The study of how the body interacts with drugs is called pharmacokinetics, encompassing absorption, distribution, metabolism, and excretion (ADME). The latter two stages, metabolism and excretion, constitute drug elimination, a vital process preventing drug accumulation and toxicity. Understanding drug elimination is key for appropriate dosing and comprehending medication schedules.
The Mechanisms of Drug Elimination
Drug elimination involves metabolism and excretion.
Metabolism: Transforming Drugs into Excretable Forms
To be excreted, primarily through urine, lipophilic drugs are metabolized into more water-soluble compounds. The liver is the main site for this, occurring in two phases. Phase I reactions add or expose polar groups via enzymes like CYP450. Phase II reactions involve conjugation with highly polar molecules, making the compound water-soluble and typically inactive for excretion.
Excretion: The Final Removal
After metabolism, drugs are excreted, mainly by the kidneys.
- Renal Excretion: Kidneys filter, secrete, and reabsorb drugs. Small, unbound molecules are filtered, some drugs are actively secreted, and others reabsorbed. Urine pH can influence reabsorption.
- Hepatic and Biliary Excretion: The liver transports some drugs into bile, which goes to the intestines for elimination in feces. Some drugs can be reabsorbed from the intestine in the enterohepatic cycle.
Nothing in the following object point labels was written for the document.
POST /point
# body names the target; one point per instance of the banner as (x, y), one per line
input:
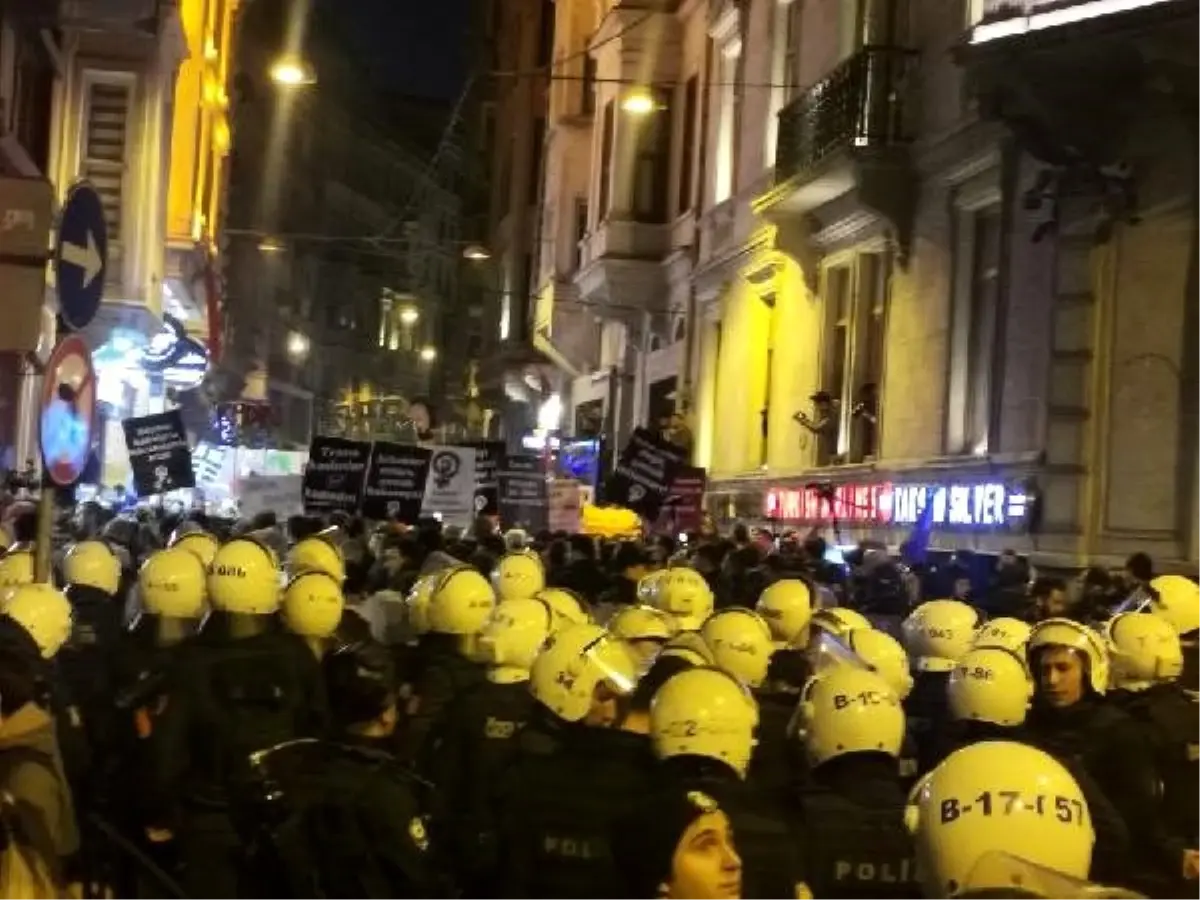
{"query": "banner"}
(333, 479)
(159, 453)
(684, 507)
(395, 483)
(280, 495)
(487, 460)
(564, 505)
(450, 485)
(647, 467)
(523, 492)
- Minor Excretion Routes: Lungs, sweat, saliva, and breast milk are minor routes, important for volatile substances, drug monitoring, or effects on infants.
Factors Influencing Drug Clearance
Individual variations in drug elimination are due to several factors.
- Organ Function: Impaired liver or kidney function reduces drug clearance, risking accumulation and toxicity.
- Genetics: Genetic differences affect drug-metabolizing enzymes and transporters.
- Age: Infants have immature elimination systems, while the elderly may have reduced organ function.
- Drug-Drug Interactions: Some drugs can alter the activity of metabolic enzymes, affecting the elimination of other medications.
First-Order vs. Zero-Order Kinetics
Drug elimination follows either first-order or zero-order kinetics.
- First-Order Kinetics: Elimination rate is proportional to drug concentration; a constant fraction is eliminated per unit time. Half-life is constant.
- Zero-Order Kinetics: Elimination rate is constant, regardless of concentration, due to saturated mechanisms. A constant amount is eliminated, and half-life is not constant, increasing toxicity risk. Examples include high doses of ethanol or phenytoin.
Comparison of Elimination Kinetics
| Feature | First-Order Elimination | Zero-Order Elimination |
|---|---|---|
| Rate of Elimination | Proportional to drug concentration | Constant, regardless of drug concentration |
| Mechanism | Elimination enzymes and transporters are not saturated | Elimination pathways are saturated |
| Half-Life | Constant | Not constant; decreases as plasma concentration decreases |
| Risk of Toxicity | Lower risk at therapeutic doses | Higher risk of toxicity due to accumulation |
| Examples | Most drugs at normal doses | Ethanol, high-dose phenytoin, aspirin |
Conclusion
Drug elimination, involving metabolism and excretion, is the body's key process for clearing medications. Understanding "what is the removal of all drugs from the body" involves recognizing the complex interplay of pathways, primarily in the liver and kidneys, influenced by individual factors like age and genetics. Knowledge of drug clearance and elimination kinetics is vital for patient safety, achieving therapeutic goals, and avoiding toxicity. More information on pharmacokinetics can be found at the National Center for Biotechnology Information.